Variazioni e diseguaglianze

VariazioniFrequenzaGavino Maciocco

Nella maggior parte dei casi le variazioni della frequenza delle prestazioni sanitarie sono dovute a motivi socio-economici. Sia quando si tratta di negare una prestazione (specie quelle ad alto contenuto tecnico), sia quando si eccede nell’erogarle (e quindi con un alto rischio di inappropriatezza). Nell’uno e nell’altro caso ci troviamo di fronte a vere diseguaglianze nell’assistenza sanitaria e nella salute.


La variazione della frequenza delle prestazioni sanitarie è la regola, come dimostra il post di Marco Geddes. Ciò che colpisce nel monumentale rapporto dell’OECD, recensito nel post, è la dimensione del fenomeno che interessa tutte le più importanti prestazioni sanitarie, dall’angioplastica alla protesi del ginocchio, dal taglio cesareo alla risonanza magnetica. Differenze di due, cinque, anche dieci volte tra una nazione e un’altra, ma anche tra diverse province/regioni di una stessa nazione. Differenze di tale portata da non essere ragionevolmente giustificate da motivi clinici, bensì da ragioni di altra natura: organizzazione del sistema sanitario, differenze nell’offerta, discrezionalità del comportamento dei medici, influenze del mercato, fattori culturali e ragioni socio-economiche.

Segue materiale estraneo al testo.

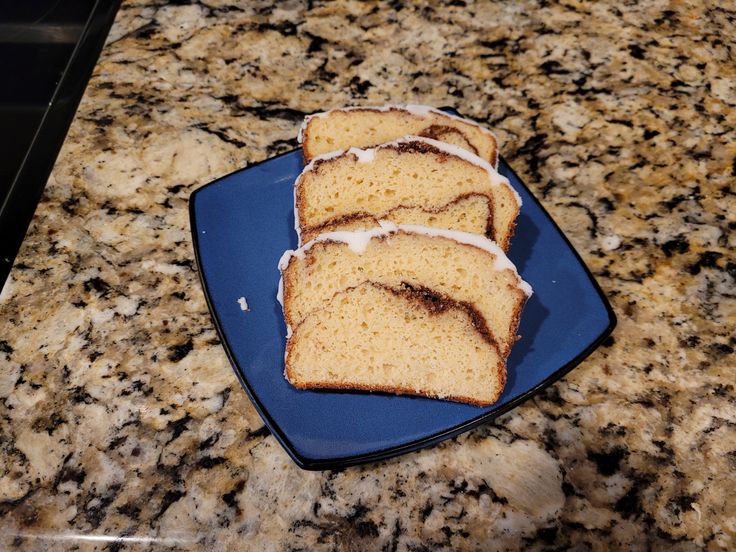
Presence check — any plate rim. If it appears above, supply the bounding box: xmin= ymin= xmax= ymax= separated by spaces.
xmin=189 ymin=148 xmax=618 ymax=471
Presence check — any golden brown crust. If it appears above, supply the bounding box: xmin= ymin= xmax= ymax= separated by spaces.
xmin=301 ymin=193 xmax=493 ymax=243
xmin=302 ymin=106 xmax=498 ymax=167
xmin=287 ymin=378 xmax=506 ymax=407
xmin=282 ymin=230 xmax=529 ymax=359
xmin=294 ymin=140 xmax=500 ymax=242
xmin=284 ymin=282 xmax=507 ymax=406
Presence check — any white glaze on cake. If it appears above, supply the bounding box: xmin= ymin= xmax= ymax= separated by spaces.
xmin=297 ymin=104 xmax=498 ymax=144
xmin=278 ymin=220 xmax=532 ymax=298
xmin=294 ymin=135 xmax=522 ymax=226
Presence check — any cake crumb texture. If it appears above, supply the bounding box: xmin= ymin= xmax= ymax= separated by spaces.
xmin=0 ymin=0 xmax=736 ymax=551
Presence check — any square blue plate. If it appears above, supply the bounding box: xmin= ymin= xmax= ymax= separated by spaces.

Il rapporto dell’OECD accenna a tutti questi motivi senza stabilirne una gerarchia d’importanza, tuttavia le ragioni socio-economiche si ritrovano quasi ovunque per giustificare un deficit (vedi interventi di rivascolarizzazione cardiaca) ma anche un surplus di prestazioni (vedi tagli cesarei o isterectomie). È allora interessante incrociare alcuni dati del rapporto OECD con quelli del Libro bianco sulle diseguaglianze di salute in Italia.

Interventi di rivascolarizzazione cardiaca (Bypass aortocoronarico e angioplastica coronarica).

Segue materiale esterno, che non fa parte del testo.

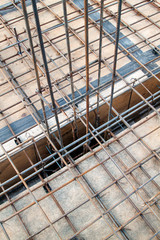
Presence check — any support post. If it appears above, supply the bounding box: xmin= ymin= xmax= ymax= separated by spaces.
xmin=21 ymin=0 xmax=50 ymax=137
xmin=96 ymin=0 xmax=104 ymax=127
xmin=31 ymin=0 xmax=63 ymax=148
xmin=108 ymin=0 xmax=122 ymax=121
xmin=63 ymin=0 xmax=78 ymax=140
xmin=84 ymin=0 xmax=89 ymax=142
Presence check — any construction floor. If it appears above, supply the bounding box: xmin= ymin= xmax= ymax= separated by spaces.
xmin=0 ymin=0 xmax=160 ymax=240
xmin=0 ymin=109 xmax=160 ymax=240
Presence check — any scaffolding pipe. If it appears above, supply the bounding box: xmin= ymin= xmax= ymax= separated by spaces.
xmin=96 ymin=0 xmax=104 ymax=126
xmin=108 ymin=0 xmax=122 ymax=121
xmin=84 ymin=0 xmax=89 ymax=141
xmin=63 ymin=0 xmax=78 ymax=140
xmin=31 ymin=0 xmax=63 ymax=148
xmin=21 ymin=0 xmax=50 ymax=137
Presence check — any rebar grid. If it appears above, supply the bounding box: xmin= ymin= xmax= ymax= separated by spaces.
xmin=0 ymin=0 xmax=160 ymax=239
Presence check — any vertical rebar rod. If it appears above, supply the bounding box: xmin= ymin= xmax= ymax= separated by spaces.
xmin=84 ymin=0 xmax=89 ymax=140
xmin=63 ymin=0 xmax=78 ymax=139
xmin=108 ymin=0 xmax=122 ymax=121
xmin=21 ymin=0 xmax=50 ymax=137
xmin=31 ymin=0 xmax=63 ymax=148
xmin=96 ymin=0 xmax=104 ymax=127
xmin=0 ymin=222 xmax=10 ymax=240
xmin=14 ymin=27 xmax=22 ymax=55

Il Rapporto OECD afferma che “numerosi studi sui determinanti delle variazioni delle procedure di rivascolarizzazione suggeriscono che queste non sono interamente spiegate da motivi clinici, sollevando serie questioni sull’appropriatezza delle cure e sull’equità di accesso. (…) Vi sono minori probabilità di ricevere interventi di rivascolarizzazione nelle aree a bassa densità abitativa, con bassi livelli d’istruzione e basso reddito. (…) In conclusione, i fattori socioeconomici giocano un ruolo significativo nelle variazioni negli interventi di rivascolarizzazione cardiaca”.

Il Libro bianco conferma tale osservazione riportando i risultati di uno studio epidemiologico svolto a Roma che rivela che l’accesso all’intervento di bypass aortocoronarico risultava del 40% inferiore tra i meno abbienti di senso maschile, rispetto ai benestanti.

Molto significativa è la Figura 1 che si riferisce a quanto accade a Torino (un lampante esempio di iniquità nell’assistenza sanitaria):

  • l’immagine a sinistra mostra il tasso d’incidenza dell’infarto miocardico acuto (più alto negli abitanti dei quartieri operai della città);
  • l’immagine a destra mostra la frequenza dell’intervento di angioplastica (più alta negli abitanti dei quartieri residenziali della città).

Figura 1. Tasso d’incidenza dell’infarto miocardico acuto e frequenza dell’intervento di angioplastica in differenti quartieri della città di Torino. 2009.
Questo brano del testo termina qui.